Then he roared like a wild animal. He bared his teeth, his eyes lit like there were gold flames in them, and the sound that came out of him was otherworldly.

She jumped back, her eyes as wide as hubcaps. “Okay,” she said, putting up her hands, palms toward him. “Maybe you do scare me. A little.”

His eyes narrowed to angry slits, and he slammed the door again.

She yelled at the closed door. “But I’ve come too goddamn far and gone to too much goddamn trouble to be scared for long!” She kicked the closed door as hard as she could, then yelped and hopped around from the pain in her toes.

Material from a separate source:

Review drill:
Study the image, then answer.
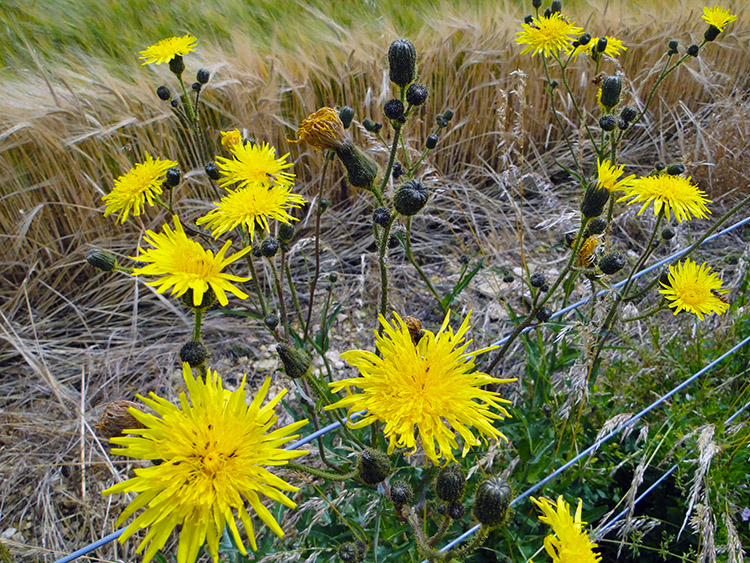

It obviously had no effect on him. Marcie stood for a moment, staring at the closed door. She took a second to decide what to do next. She wasn’t likely to turn tail and run just because he roared—the big bully—but then again, she wouldn’t confront him right away. Apparently he needed a little time to calm down—and to realize she wasn’t giving up. So she decided her best course of action was to wait. And eat.

She went to the little bug and got the rest of Preacher’s lunch out of her portable refrigerator—the trunk. Then she got into the backseat, pushing the front seats up as far as they’d go, and spread out her sleeping bag to sit on. It was like a little nest; she settled in. And she thought about his glower and his roar, as she slowly opened up the bag and took out the second half of her sandwich.

All right, she thought—it was not supposed to go like this. In every fantasy she’d had about finding him, there had been many possibilities. He could be glad to see her, embracing her in welcome. Or he could be withdrawn. He could even be a raving lunatic, on another planet, totally out of touch with this world. But never had she imagined he would take one look at her, cringe in obvious despair at the news of Bobby’s death and cruelly, heartlessly, meanly, scream at her to go away.

Her mouth was a little dry for eating and she tried some of the water out of her thermos—bottled water had become too expensive. She kept an eye on the front door of the cabin. She could feel the heat on her cheeks, furious that he’d do that to her after she’d looked so hard for him. All she wanted in the world was to make sure he was all right. The asshole. And then she felt her eyes cloud with tears for the very same reasons. His reaction really hurt her. What had she ever done to him? It made her absolutely enraged and broke her heart at the same time. How could he do that? Roar at her and slam the door like that? Without even hearing her? All he had to do was invite her in, tell her he was just fine, explain he wanted to be alone, accept the baseball cards and …

She just let the tears roll soundlessly down her cheeks for a moment. It had been a while since she’d cried. She realized then that her hopes for how this would turn out had been too idealized—exactly the reason Erin had wanted to hire a professional to handle this. Ian Buchanan had gone away, because he didn’t want anything to do with anyone from his former life, not because he needed help. Especially her help.

With a hiccup of emotion, Marcie admitted to herself— she might need his help. This business of moving on, it might have to do with Ian helping her understand his relationship with Bobby and with her, and how everything had changed. Ian’s growling and slamming the door in her face wasn’t going to get her where she needed to go. She was going to have to sit it out until he understood—she wasn’t done with him yet. And this whole business was going to get complicated, since there were good odds he was actually nuts.

She tried to gnaw at her sandwich, even though she now had no appetite. The sun sank slowly, and she ended up wrapping it up and putting it back in the grocery sack, unfinished. The thing was—if you didn’t eat that much, you didn’t feel like eating that much.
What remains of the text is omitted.